Providence divine, Progrès rationnel, Incertitude écologique

Illustrons à présent l’évolution de l’interprétation culturelle des catastrophes dans le temps en prenant comme exemple les inondations dans la région du bas Rhône. Le changement des mentalités face à la menace naturelle liée aux cours d’eau sur ce territoire est notable, notamment dans la manière dont les sociétés se représentent et vivent avec le risque et envisagent les catastrophes (ALLARD & LABEUR, Du fléau à la catastrophe : l’exemple des inondations dans la région du bas Rhône de 1755 à nos jours, 2008). Dans la figure ci-dessous, nous avons choisi de découper la période allant de 1755 à nos jours en trois sous-périodes que nous qualifions d’Ancien Régime, de Moderne et de Postmoderne.

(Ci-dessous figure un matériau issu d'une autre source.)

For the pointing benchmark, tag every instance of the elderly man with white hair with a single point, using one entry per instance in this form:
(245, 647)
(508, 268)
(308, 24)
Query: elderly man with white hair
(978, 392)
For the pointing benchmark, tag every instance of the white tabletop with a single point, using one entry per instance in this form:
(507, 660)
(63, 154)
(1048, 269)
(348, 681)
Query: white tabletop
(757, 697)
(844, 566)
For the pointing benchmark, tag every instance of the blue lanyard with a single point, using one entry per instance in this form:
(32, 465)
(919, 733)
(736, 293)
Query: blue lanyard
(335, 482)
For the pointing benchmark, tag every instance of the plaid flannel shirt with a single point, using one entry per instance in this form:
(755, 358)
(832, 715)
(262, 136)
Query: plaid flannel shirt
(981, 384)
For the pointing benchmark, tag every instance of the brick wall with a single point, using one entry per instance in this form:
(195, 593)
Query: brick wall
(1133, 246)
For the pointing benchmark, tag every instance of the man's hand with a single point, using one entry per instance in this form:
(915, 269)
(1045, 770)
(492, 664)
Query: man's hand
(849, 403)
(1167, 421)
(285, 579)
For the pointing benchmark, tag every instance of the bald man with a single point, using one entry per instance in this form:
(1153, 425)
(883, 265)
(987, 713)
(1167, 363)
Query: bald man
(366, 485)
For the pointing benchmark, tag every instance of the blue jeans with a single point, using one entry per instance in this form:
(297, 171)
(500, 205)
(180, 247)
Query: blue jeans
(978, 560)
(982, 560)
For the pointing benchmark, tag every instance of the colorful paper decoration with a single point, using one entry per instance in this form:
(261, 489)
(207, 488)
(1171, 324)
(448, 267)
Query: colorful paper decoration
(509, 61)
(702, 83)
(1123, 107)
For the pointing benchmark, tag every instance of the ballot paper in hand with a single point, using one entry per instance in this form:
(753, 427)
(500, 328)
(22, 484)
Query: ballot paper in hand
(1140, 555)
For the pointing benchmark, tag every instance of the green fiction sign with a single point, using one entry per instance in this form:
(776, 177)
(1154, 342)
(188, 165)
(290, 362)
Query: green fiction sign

L’Ancien Régime fait référence à la période qui s’étend du Moyen Age à la Révolution Française. La période Moderne est comme son nom l’indique une période historique marquée par la modernité. « La modernité n'est ni un concept sociologique, ni un concept politique, ni proprement un concept historique. C'est un mode de civilisation caractéristique, qui s'oppose au mode de la tradition, c'est-à-dire à toutes les autres cultures antérieures ou traditionnelles : face à la diversité géographique et symbolique de celles-ci, la modernité s'impose comme une, homogène, irradiant mondialement à partir de l'Occident. Pourtant elle demeure une notion confuse, qui connote globalement toute une évolution historique et un changement de mentalité. » (BAUDRILLARD, BRUNN, & LAGEIRA, 2008). Enfin, la période Postmoderne, marquée par le Postmodernisme ou la Postmodernité, se caractérise par la recherche d'un dépassement des idéaux progressistes qui se sont développés à partir de l'esprit des Lumières, et par une remise en question du rationalisme et du scientisme qui en a découlé. La vérité, le progrès, la révolution ont été les grandes valeurs du modernisme qui devaient permettre d'atteindre la liberté et le bonheur mais après les horreurs du XXe siècle (les guerres et les régimes totalitaires), il ne faut plus attendre de la science et des grandes idéologies politiques, des lendemains qui chantent (LYOTARD, 1979).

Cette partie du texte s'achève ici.